The knowledge acquired and technology developed from Hyperion is being incorporated into a NASA concept for a potential future hyperspectral satellite, the Hyperspectral Infrared Imager.

It was expected to function for twelve months and was designed to function for eighteen months. Those expectations were greatly exceeded, though its hydrazine fuel was mostly depleted by February 2011. Small maneuvers were successful for debris avoidance but long duration burns for orbit maintenance could not be performed due to insufficient fuel.

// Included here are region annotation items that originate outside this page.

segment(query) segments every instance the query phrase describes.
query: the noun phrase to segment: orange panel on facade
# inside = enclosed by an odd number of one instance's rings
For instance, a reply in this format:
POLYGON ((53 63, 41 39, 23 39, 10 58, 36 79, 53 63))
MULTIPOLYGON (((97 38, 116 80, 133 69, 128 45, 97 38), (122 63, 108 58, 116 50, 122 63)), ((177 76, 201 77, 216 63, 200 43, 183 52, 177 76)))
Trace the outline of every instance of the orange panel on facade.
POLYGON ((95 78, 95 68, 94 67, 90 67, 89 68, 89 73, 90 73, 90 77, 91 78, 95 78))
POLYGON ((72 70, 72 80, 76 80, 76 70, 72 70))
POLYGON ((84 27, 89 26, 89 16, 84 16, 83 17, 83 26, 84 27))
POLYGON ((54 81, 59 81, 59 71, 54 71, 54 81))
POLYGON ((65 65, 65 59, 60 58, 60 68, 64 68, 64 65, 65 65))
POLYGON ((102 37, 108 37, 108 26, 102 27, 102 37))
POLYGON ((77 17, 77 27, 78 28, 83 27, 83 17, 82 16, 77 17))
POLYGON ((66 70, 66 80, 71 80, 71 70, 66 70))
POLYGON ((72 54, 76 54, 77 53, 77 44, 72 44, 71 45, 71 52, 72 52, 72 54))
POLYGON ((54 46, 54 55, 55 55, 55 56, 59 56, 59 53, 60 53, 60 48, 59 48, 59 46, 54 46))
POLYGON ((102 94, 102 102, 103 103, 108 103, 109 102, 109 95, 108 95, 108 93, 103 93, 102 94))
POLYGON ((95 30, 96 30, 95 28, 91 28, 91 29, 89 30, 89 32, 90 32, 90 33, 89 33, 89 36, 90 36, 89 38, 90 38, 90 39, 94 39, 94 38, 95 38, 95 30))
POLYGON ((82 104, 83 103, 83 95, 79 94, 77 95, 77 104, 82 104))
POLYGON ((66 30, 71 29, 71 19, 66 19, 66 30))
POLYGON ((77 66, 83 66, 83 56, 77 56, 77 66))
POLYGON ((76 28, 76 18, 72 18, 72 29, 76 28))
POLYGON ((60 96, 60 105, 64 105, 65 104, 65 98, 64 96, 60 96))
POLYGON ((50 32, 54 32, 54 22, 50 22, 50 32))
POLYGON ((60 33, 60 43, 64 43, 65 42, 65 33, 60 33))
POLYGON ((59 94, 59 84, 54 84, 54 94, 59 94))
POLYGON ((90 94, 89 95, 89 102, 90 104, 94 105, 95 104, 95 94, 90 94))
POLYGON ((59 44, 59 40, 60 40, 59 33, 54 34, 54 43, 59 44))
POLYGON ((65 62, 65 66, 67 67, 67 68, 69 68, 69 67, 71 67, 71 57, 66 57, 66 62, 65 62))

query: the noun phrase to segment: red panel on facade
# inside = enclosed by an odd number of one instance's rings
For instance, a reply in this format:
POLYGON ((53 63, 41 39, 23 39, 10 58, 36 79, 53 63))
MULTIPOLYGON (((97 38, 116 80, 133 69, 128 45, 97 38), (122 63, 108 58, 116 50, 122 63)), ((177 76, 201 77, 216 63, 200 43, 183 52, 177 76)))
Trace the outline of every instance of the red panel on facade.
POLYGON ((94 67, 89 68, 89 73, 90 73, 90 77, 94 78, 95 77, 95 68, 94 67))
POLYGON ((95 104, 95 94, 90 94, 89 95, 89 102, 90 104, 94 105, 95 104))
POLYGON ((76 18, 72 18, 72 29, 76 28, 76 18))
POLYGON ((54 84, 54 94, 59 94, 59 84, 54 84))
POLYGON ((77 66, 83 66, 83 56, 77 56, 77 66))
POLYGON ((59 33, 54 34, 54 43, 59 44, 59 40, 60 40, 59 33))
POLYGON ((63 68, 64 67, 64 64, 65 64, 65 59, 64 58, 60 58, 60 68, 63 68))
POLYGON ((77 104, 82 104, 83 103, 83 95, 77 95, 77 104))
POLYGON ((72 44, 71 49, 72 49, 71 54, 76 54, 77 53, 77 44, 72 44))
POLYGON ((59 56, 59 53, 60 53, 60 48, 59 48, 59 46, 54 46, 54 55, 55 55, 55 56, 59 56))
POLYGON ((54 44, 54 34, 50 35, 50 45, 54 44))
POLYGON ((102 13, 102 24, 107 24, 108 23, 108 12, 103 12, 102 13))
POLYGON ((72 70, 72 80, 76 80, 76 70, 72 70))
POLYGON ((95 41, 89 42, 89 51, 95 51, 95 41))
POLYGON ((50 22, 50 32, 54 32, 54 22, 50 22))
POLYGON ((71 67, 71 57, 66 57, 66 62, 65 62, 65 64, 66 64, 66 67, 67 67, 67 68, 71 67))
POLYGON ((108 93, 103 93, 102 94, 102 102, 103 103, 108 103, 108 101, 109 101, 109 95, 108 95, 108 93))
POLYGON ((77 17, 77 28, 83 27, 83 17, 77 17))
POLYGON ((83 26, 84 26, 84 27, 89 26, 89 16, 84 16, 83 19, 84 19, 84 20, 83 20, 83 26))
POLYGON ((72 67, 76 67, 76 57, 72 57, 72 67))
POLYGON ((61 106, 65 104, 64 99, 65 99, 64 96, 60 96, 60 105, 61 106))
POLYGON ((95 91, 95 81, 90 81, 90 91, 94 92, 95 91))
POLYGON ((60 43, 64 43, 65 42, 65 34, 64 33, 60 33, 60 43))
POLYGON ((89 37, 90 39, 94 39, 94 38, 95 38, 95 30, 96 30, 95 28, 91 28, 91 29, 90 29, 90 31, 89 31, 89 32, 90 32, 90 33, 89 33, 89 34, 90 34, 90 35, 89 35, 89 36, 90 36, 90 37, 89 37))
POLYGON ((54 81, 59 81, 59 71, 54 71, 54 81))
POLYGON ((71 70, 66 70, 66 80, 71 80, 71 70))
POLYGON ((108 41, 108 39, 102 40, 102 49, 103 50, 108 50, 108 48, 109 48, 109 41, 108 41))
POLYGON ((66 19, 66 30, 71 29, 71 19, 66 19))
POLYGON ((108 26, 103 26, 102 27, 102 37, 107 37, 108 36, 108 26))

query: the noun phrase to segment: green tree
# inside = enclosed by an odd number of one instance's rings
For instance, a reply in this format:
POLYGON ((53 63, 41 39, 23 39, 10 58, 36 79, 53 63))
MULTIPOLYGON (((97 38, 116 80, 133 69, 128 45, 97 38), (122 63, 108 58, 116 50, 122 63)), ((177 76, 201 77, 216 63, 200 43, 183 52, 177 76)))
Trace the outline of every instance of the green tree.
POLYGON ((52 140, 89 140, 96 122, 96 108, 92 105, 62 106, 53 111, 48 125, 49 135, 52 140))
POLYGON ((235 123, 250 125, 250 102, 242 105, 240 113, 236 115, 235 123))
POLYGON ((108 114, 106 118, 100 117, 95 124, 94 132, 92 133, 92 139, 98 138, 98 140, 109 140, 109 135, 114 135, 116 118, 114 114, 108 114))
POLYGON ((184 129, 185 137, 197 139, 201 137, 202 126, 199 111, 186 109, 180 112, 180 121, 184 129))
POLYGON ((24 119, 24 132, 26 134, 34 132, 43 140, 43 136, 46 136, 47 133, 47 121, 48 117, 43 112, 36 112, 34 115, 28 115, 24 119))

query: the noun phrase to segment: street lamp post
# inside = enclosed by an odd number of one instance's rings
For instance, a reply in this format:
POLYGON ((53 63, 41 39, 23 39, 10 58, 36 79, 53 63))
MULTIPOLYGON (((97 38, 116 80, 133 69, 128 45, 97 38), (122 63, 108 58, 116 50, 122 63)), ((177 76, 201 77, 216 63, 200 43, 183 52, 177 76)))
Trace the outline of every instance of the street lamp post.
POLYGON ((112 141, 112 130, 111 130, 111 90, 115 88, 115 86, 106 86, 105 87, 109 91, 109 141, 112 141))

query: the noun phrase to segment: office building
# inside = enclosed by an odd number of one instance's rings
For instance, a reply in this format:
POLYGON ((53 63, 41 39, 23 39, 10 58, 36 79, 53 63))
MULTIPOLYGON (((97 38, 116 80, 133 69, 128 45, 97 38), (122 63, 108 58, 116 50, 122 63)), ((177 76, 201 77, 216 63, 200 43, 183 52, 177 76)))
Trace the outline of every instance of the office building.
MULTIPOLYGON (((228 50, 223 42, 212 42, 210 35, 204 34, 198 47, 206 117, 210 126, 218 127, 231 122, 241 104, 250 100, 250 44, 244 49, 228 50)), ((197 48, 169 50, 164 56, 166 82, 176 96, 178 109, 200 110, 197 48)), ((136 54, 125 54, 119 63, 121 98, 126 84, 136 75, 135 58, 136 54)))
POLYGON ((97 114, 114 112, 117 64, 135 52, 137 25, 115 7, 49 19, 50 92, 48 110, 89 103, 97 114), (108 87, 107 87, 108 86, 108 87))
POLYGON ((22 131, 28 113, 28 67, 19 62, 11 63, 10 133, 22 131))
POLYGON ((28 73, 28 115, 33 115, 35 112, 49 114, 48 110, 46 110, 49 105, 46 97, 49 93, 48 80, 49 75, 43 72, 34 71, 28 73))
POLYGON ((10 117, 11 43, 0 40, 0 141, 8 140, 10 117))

The 2013 Senior Review Panel recommended that EO-1 be decommissioned in 2015, when the Mean Local Time (MLT) equatorial crossing would "have degraded to the point where many products will lose their usefulness." The EO-1 team proposed that the mission continue as a "lunar lab". They proposed that by turning the instruments toward the moon and spectrally characterizing selected lunar features at a variety of lunar phase angles, they could facilitate cross-calibration among imaging satellites. For example: if EO-1 Lunar Lab were to be in operation to overlap CLARREO Pathfinder in 2019, the coincident lunar measurements would allow the entire EO-1 ALI and Hyperion archive to be put on the CLARREO radiometric scale, along with the other sensors that have and will image the moon. In 2015, the Senior Review Panel stated that they could not support this justification for the extended mission beyond 2016 and recommended that it be decommissioned on 30 September 2016, when an analysis indicated that a MLT crossing of 08:00 would occur. NASA Headquarters Earth Science Division then decided to terminate the EO-1 mission starting October 2016 with spacecraft passivation occurring November 2016 through February 2017 and full operations shut down to occur by March 2017. The reasons for the decommissioning were:

1. The early MLT would greatly limit the usefulness of the data for science research and application support.
2. There was only limited utility of extending EO-1 mission for high latitude observations.
3. There was limited potential scientific benefit and users of the proposed Lunar Lab.

EO-1 was deactivated on 30 March 2017. At the time of deactivation, it was estimated that the satellite would remain in orbit until 2056, when it will burn up in Earth's atmosphere.